Exonerative Accounts and the Circulation of Labels: Examples from Indonesian Political Talk
Thursday, October 31, 2024 12:15pm to 1:30pm
About this Event
640 Stewart Ave, Ithaca, NY 14850, USA
https://einaudi.cornell.edu/programs/southeast-asia-program/academics/gatty-lecture-seriesGatty Lecture Series
Join us for a talk by Dwi Noverini Djenar, Associate Professor and Chair of the Indonesian Studies Department at The University of Sydney, who will discuss the exonerative accounts in political discourse.
This Gatty Lecture will take place at the The Kahin Center, 640 Stewart Ave. Lunch will be served. For questions, contact seapgatty@cornell.edu.

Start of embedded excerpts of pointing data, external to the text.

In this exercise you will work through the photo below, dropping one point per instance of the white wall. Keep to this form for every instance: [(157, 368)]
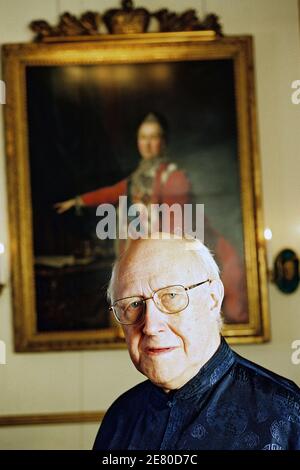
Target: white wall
[(78, 381)]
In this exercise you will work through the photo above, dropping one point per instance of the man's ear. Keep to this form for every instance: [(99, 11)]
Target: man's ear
[(216, 295)]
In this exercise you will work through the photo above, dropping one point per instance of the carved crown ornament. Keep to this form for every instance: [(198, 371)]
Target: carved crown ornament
[(124, 20)]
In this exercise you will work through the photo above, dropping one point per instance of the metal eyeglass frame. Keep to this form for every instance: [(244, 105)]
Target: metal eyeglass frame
[(112, 307)]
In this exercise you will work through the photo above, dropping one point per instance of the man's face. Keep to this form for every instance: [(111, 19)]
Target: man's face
[(169, 348), (150, 140)]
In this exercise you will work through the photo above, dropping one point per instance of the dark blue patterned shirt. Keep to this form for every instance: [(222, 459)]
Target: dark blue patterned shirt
[(231, 403)]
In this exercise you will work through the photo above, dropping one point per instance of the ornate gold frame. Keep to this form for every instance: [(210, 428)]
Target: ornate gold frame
[(129, 48)]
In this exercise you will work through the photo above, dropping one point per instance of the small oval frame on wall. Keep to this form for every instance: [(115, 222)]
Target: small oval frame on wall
[(286, 271)]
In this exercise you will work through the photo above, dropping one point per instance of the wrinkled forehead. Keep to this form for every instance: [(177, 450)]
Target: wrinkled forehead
[(155, 265)]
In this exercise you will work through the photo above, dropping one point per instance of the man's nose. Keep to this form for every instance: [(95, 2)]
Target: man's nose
[(155, 320)]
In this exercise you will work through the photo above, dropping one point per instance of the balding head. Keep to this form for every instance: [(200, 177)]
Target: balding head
[(169, 348)]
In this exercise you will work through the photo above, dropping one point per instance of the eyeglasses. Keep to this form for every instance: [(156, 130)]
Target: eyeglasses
[(171, 299)]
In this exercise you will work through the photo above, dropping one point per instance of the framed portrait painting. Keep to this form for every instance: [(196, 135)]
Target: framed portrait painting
[(72, 117)]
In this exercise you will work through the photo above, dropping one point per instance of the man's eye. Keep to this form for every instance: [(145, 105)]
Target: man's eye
[(135, 304), (172, 295)]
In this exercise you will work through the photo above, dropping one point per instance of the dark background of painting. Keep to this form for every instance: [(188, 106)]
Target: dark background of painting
[(82, 135)]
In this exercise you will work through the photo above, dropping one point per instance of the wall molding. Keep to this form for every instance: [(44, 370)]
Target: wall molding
[(52, 418)]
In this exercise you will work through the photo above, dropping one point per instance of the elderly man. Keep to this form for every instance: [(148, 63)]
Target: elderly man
[(167, 295)]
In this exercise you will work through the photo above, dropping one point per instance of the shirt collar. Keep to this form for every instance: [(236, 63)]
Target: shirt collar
[(209, 374)]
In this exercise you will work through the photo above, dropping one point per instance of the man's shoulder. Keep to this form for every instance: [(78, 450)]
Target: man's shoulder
[(266, 381), (130, 399)]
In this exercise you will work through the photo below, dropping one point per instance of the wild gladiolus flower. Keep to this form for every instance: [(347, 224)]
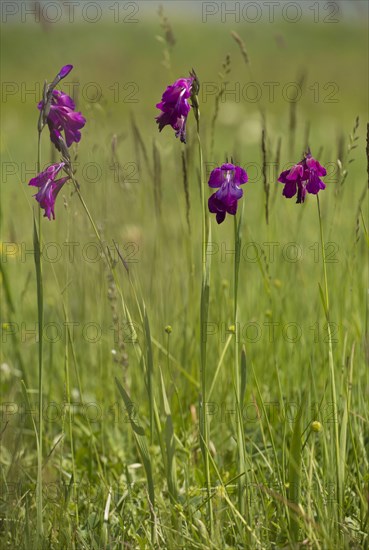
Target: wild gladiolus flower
[(175, 107), (49, 187), (228, 178), (303, 178), (62, 117)]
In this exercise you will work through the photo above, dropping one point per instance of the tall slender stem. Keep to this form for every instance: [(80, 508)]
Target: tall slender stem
[(40, 315), (204, 310), (331, 370)]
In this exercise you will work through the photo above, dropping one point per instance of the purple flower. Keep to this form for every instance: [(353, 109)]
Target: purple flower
[(63, 117), (175, 106), (64, 71), (228, 177), (48, 188), (303, 178)]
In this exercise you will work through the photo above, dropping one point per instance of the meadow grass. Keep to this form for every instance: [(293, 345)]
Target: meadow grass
[(200, 390)]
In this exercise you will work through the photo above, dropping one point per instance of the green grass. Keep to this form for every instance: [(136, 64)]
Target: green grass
[(123, 462)]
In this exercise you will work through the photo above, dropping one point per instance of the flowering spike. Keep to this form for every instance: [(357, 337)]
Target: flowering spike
[(62, 116), (303, 177), (227, 178), (175, 107), (49, 187)]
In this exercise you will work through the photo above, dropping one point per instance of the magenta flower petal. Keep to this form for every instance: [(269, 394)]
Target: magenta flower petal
[(303, 177), (227, 178), (63, 117), (49, 188), (216, 178), (64, 71), (175, 107)]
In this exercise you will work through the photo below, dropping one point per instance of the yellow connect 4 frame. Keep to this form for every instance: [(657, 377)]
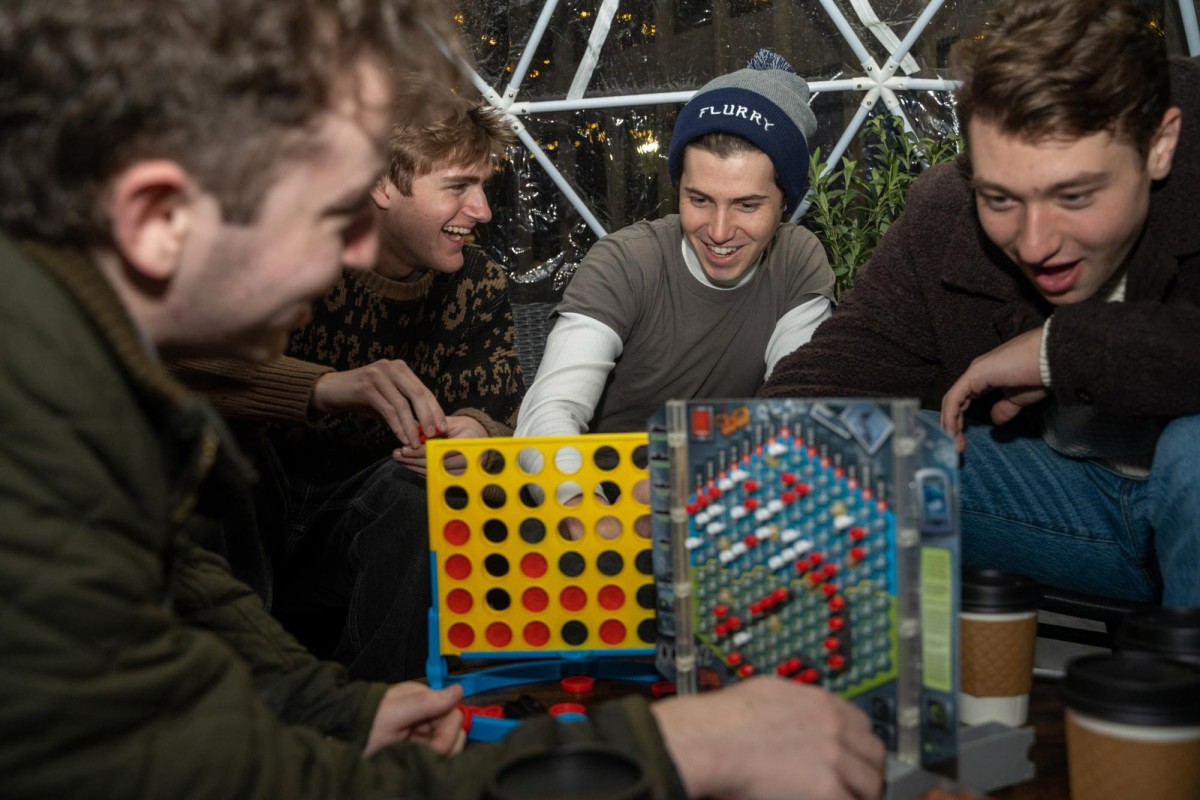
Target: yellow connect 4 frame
[(541, 546)]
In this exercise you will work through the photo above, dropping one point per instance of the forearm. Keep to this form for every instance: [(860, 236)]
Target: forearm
[(280, 390), (795, 329), (580, 354), (1141, 359)]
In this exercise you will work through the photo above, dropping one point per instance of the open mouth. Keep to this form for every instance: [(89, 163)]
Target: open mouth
[(1057, 278)]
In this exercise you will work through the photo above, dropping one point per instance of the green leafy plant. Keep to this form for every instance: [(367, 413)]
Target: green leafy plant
[(853, 204)]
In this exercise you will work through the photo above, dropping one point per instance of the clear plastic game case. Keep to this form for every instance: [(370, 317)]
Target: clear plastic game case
[(815, 540)]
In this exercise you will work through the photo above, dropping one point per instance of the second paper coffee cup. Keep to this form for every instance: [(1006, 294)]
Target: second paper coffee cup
[(1133, 727), (997, 629)]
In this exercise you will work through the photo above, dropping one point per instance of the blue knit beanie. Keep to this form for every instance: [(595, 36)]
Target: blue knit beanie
[(767, 103)]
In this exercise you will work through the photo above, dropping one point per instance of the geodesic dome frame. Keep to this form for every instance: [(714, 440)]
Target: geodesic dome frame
[(592, 85)]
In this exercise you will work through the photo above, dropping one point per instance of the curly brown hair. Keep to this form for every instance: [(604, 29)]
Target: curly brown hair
[(1066, 68), (468, 133), (228, 89)]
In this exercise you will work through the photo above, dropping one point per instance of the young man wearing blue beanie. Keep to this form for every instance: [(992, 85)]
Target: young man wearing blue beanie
[(703, 302)]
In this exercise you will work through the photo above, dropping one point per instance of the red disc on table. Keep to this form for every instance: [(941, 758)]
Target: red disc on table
[(537, 635), (456, 533), (535, 599), (460, 601), (611, 597), (461, 635), (533, 565), (573, 599), (661, 689), (577, 684), (499, 635), (459, 567), (612, 631)]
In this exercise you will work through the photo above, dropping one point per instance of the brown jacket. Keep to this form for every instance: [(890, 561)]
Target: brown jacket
[(937, 293)]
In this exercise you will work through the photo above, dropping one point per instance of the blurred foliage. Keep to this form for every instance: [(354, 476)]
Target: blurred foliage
[(855, 203)]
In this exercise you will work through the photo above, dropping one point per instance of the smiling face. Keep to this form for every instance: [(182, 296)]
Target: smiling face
[(241, 288), (730, 209), (426, 229), (1066, 211)]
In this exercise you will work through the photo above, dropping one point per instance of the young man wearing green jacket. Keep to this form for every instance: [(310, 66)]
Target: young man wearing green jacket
[(184, 179)]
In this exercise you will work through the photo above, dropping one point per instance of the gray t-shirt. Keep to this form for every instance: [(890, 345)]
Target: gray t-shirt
[(682, 338)]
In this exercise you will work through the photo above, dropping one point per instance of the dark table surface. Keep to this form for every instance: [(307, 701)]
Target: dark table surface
[(1049, 751)]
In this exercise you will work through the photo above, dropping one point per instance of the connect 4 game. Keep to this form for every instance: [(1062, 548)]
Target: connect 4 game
[(540, 548), (815, 540)]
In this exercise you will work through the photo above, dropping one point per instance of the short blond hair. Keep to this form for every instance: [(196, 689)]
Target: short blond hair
[(468, 133)]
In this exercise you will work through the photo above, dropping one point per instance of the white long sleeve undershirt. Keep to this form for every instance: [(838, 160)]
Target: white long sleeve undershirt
[(582, 350)]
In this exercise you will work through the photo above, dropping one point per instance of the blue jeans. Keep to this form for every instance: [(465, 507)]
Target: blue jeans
[(1074, 524)]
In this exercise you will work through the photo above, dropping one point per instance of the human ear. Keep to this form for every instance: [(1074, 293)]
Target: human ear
[(1162, 148), (382, 193), (151, 215)]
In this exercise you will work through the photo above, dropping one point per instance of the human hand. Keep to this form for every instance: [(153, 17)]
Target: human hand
[(457, 427), (768, 738), (1012, 367), (388, 388), (413, 711)]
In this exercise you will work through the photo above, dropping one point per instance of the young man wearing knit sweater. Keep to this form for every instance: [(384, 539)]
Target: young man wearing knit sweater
[(1044, 294), (420, 346), (703, 302)]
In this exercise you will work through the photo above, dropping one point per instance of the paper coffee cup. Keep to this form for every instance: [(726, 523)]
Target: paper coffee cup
[(997, 630), (1169, 632), (1133, 728)]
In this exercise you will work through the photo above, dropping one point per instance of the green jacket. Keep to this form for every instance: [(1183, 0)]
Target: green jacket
[(132, 665)]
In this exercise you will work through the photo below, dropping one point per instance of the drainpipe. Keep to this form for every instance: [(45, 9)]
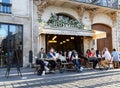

This talk is co-sponsored by the Departments of Linguistics and Government.
About the Talk
Studies on accounts within the conversation analytic and interactional linguistic traditions have pointed out the difficulties in approaching exonerative accounts as categories within a taxonomy or as speech acts. These studies suggest, for example, that there is no determinable family of exonerations, that any level of a category can be realized in a myriad of ways, and that any word or expression can be the candidate of the category, and as such exonerations cannot be nailed down to certain words or expressions. Analysts suggest instead to view exonerations as explanations given when people are in some trouble or facing some kind of accusation, and that it is through examining their place in sequence that we can understand how exonerative effects are produced. In this talk, I discuss such effects by considering a succession of speech events that take the form of political interviews. In such events talk is normatively oriented to the public and participants contribute relative to their roles as interviewer and interviewee. While divergences from the norm may not lead to serious social consequences, the reverse may also occur, where an interview may become an occasion for contesting moral norms. Implicated within such an occasion are not only the participants from whose turns at talk exonerations emerge but also the audience who participate in moral negotiation by commenting on what has been said – including through labeling – and circulating their comments beyond the event. The Indonesian interviews studied here show that adopting a third-person’ perspective in referring to oneself and inviting others to participate in the exonerative talk are among the neutralization techniques adopted by participants. A methodological implication from the study is that structural analysis (i.e., based on sequence) needs to be complemented by a reflexive-semiotic perspective to better reflect the participation framework within political interviews.
About the Speaker
Novi Djenar is an Associate Professor in Indonesian Studies at the University of Sydney. Her research interests lie in questions related to the way language facilitates understanding of sociocultural and political ideas, including ideas about self-other relations, identity, and style. Novi has published in the areas of discourse and pragmatics, sociolinguistics, and grammar, focusing on Indonesian. Her book Style and Intersubjectivity in Youth Interaction (with M. Ewing and H. Manns) approaches the study of youth interaction through the concept of sociability. Her current research draws on the semiotic-reflexive approach for analyzing self-addressee reference (developed with Jack Sidnell in Signs of Deference, Signs of Demeanour: Interlocutor Reference and Self-Other Relations Across Southeast Asian Speech Communities) to examine how Indonesians argue and give explanations in public.